Il neo Presidente ha promesso di risolvere in 24 ore il conflitto russo-ucraino

Rocco Cangelosi 07/11/2024

La geopolitica di Trump alla prova della realtà La geopolitica di Trump alla prova della realtà La vittoria di Trump è inequivocabile e senza discussioni sia per il numero di grandi elettori conquistati in tutti i “swing States”, sia per il sostegno popolare ricevuto che si è tradotto in dodici milioni di voti in più rispetto a quelli ottenuti da Kamala Harris. Si prospetta quindi una Presidenza con "pieni poteri" almeno fino alle elezioni di midterm del 2026, con il Senato dalla sua parte e probabilmente anche la Camera, senza dimenticare la Corte Suprema già sufficientemente trumpizzata durante il suo primo mandato. In questa situazione il neo presidente non dovrebbe avere ostacoli o scuse per non dare attuazione al suo programma.

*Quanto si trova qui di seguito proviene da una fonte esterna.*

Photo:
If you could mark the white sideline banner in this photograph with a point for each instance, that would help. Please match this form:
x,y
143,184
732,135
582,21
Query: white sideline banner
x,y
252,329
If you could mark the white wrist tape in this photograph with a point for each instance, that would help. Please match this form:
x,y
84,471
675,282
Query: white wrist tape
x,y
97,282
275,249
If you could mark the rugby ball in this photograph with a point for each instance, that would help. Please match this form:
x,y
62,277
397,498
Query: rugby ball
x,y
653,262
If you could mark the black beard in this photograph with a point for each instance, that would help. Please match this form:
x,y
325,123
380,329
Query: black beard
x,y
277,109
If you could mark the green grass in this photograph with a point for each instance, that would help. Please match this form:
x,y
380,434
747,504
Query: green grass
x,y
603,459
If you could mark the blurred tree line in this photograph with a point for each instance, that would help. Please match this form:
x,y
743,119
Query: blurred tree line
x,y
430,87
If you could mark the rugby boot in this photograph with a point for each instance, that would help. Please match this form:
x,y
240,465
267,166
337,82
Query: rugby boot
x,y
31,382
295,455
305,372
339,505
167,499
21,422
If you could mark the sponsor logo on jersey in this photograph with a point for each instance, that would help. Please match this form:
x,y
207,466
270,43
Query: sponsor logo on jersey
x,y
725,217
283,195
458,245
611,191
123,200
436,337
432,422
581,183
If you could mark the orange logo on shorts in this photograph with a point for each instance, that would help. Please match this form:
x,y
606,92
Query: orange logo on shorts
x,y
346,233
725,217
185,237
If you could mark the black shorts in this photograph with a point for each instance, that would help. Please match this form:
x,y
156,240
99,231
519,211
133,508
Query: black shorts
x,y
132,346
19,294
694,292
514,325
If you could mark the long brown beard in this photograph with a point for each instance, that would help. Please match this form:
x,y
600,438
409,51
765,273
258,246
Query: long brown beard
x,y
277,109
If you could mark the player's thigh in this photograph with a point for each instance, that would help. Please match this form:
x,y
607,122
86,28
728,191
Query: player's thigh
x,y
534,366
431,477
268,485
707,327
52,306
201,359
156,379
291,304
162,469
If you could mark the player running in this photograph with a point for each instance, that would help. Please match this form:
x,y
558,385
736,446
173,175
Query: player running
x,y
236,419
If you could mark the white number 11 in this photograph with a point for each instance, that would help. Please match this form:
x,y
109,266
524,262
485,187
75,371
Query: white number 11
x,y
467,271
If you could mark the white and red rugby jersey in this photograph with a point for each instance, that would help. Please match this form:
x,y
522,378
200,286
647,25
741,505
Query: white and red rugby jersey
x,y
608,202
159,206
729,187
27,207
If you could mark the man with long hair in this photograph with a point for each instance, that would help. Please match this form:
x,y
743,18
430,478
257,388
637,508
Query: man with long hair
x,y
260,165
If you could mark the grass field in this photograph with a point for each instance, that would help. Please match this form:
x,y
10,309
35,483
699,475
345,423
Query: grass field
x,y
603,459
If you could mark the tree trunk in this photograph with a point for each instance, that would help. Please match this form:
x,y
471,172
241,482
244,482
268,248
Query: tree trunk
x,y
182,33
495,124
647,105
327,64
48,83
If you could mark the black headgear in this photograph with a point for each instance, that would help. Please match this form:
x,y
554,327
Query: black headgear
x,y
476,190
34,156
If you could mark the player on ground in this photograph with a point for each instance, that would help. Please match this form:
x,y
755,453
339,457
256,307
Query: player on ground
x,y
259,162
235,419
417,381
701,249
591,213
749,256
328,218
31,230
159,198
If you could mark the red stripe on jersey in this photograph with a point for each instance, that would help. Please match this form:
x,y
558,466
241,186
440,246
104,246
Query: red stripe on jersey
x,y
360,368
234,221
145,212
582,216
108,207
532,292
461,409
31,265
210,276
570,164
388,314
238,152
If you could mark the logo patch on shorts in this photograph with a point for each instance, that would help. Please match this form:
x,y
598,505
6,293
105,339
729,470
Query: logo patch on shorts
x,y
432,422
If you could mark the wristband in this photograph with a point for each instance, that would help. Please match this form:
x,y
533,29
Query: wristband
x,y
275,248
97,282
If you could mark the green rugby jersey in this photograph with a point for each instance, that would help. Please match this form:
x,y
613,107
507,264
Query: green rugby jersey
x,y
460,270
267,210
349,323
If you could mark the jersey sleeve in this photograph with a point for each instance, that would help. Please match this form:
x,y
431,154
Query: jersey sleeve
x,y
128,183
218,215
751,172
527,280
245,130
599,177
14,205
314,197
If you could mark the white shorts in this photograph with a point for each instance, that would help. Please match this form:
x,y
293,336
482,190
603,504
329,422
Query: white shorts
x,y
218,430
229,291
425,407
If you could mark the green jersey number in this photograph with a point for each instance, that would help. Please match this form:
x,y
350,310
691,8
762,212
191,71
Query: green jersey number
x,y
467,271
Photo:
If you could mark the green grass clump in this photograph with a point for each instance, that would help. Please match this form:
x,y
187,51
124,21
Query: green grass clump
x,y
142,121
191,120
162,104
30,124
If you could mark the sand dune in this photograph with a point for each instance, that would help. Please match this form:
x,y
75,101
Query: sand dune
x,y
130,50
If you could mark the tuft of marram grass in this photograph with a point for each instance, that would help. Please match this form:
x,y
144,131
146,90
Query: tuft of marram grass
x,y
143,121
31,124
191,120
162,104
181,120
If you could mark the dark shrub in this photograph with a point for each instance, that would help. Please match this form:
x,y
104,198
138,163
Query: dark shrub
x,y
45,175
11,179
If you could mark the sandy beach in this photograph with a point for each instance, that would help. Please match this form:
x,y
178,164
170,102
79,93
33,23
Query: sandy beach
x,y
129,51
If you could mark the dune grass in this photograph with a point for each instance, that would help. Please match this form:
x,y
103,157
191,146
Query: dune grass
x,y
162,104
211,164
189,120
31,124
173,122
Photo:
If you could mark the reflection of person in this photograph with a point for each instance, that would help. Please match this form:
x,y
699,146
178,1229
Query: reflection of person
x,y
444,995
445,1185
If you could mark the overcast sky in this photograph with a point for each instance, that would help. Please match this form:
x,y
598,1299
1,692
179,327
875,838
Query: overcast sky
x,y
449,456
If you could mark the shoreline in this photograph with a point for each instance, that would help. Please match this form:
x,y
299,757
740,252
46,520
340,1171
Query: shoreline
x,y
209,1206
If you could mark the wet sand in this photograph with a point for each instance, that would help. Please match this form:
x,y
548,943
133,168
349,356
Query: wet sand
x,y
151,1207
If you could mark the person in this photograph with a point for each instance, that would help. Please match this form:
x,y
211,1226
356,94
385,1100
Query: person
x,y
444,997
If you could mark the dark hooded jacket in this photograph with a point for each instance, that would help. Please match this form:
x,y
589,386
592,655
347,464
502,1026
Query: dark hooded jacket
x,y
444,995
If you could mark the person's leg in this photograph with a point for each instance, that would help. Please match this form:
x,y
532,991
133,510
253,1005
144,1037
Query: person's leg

Ma dovrà fare i conti con la realtà. Cominciamo con l'economia: America first. Quindi riequilibrio della bilancia commerciale con alti dazi a protezione dei prodotti americani nei confronti di Cina ed Europa. (in particolare Germania e Italia che hanno un surplus di 200 miliardi di dollari nell'export). Ma l'applicazione dei dazi dovrà essere necessariamente selettiva e non potrà toccare le produzioni che sono essenziali per l'economia americana, ad esempio i settori ad alto valore tecnologico come i semiconduttori, senza considerare gli effetti che dazi alti possono provocare sulla dinamica dei prezzi e quindi sull'inflazione. Trump agirà pragmaticamente e per quanto riguarda gli europei adotterà la tattica del "divide et impera” per svuotare il potere negoziale dell'Unione europea. Il programma annunciato della deportazione di massa degli immigrati e dovrà fare i conti con la disponibilità dei Paesi di provenienza alla riammissione, nonché con le inevitabili ripercussioni sul mercato del lavoro che potrebbe risentire della mancanza di manodopera a basso costo. 
 
Ma la discontinuità della politica trumpiana andrà misurata alla luce delle scelte in politica estera. Da più parti si sostiene che Trump metterà fine ai due conflitti in corso. Ma come? Per quanto riguarda l'Ucraina, un affievolimento dell'impegno militare americano e quindi della Nato porrà Zelensky nella ineluttabile condizione' di accettare un cessate il fuoco sulla base della situazione sul terreno, in cambio, nella migliore delle ipotesi di una garanzia di sicurezza collettiva all'Ucraina simile all'art 5 della Nato, ma senza una piena adesione di Kiev all'Alleanza. In Medioriente la situazione si presenta più complessa per giungere a una fine del conflitto in corso. Netanyahu ritiene di poter avere mano libera. Lo dimostra il siluramento del ministro della difesa Gallant, considerato una colomba, alla vigilia del voto. Trump non farà da freno ad eventuali ulteriori iniziative israeliane soprattutto contro l'Iran, ivi compresi possibili attacchi a siti nucleari e perfino petroliferi, nonostante i rischi di aumento dei costi sul mercato mondiale dell’energia.
 
Non aveva infatti detto durante la campagna elettorale che Netanyahu deve “terminare il lavoro”? Ma anche in questo caso la realtà potrebbe dare risposte diverse e condurre gli Usa a un coinvolgimento militare nello scacchiere mediorientale, cosa che Trump dice di non volere. Il neo Presidente cercherà di rivitalizzare gli accordi di Abramo, ma difficilmente ciò potrà avvenire senza dare una soluzione al problema palestinese, che non sia solo quella ipotizzata nel quadro del Grande Israele, dal fiume al mare. L'altro quadrante internazionale di attenzione sarà inevitabilmente quello dell'Estremo oriente e del Pacifico dove il confronto con la Cina continuerà sia sul versante economico che militare. L'approccio di Trump potrebbe essere pragmatico e ricercare un accordo con Xi Jinping di rispetto reciproco delle zone di influenza. Quanto a Taiwan, Trump seguirà senza molta convinzione la politica dello status quo, considerando irreversibile il processo che porterà l'isola nel medio-lungo termine sotto il controllo cinese. Rimane da vedere poi come Trump risolverà il suo rapporto conflittuale con la Nato, in merito al burden sharing più volte richiesto. Certo è che Trump considera che l'Europa deve provvedere alla sua difesa e deve prendersi carico dei relativi oneri. Ma anche in questo caso le decisioni di Trump troveranno un limite negli interessi dell'industria militare americana, che intende mantenete la propria egemonia sul mercato europeo.